Boxwood Hedge

"Hedge" by refreshment_66

Citizens, drive!

from radioactive waters

in the Southern provinces, arthritic

still and disappointed.

 

O neighbors and colleagues

Come out of your FourRunners, etc.

Empty your cars of your selves

smelling of sulfur.

 

This boxwood hedge

thickens like a moat

around an army stormed town.

They call that the ghetto

 

and stock it with Jews. Come home.

Watch the polite moat

 

decline its feeding spring. It’s mud

under bridges now

and that’s what keeps it safe.

See the hedge resembling me?

 

It grows that way. They all

will, now. That’s my gift. Lie under it,

Jews in your country estates

big as hotels, in your spas

 

at Baden bei Wien where you take

the waters

and your hysterical daughters.

I am the post office now,  

 

and you will never send a greater letter.

Lie down now. I’m the cure.

Photo: “Hedge “ by refreshment_66; licensed under CC BY 2.0 Click here to read Melissa Ginsburg on the origin of the poem.
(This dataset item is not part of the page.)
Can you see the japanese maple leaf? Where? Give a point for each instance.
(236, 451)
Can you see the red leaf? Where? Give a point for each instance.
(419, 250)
Melissa Ginsburg: During this time I was immersed in Freud–I was reading his case studies, H.D.’s book about him, and Louis Breger’s biography. Freud’s obsession with history and legacy fascinates me. His desire to make an impact on history seems desperate at times, cocaine-fueled, paranoid, racing against time and his detractors. I had also been teaching Mark Levine’s Debt to a group of graduate poetry students, and thinking about the Holocaust and social structures of power, and the aesthetics of Victorian middle class respectability–a certain frilliness, a doily edge that marks clear boundaries. H.D. helped Freud escape Austria when the Nazis took over. I woke up in the middle of the night and wrote Boxwood Hedge.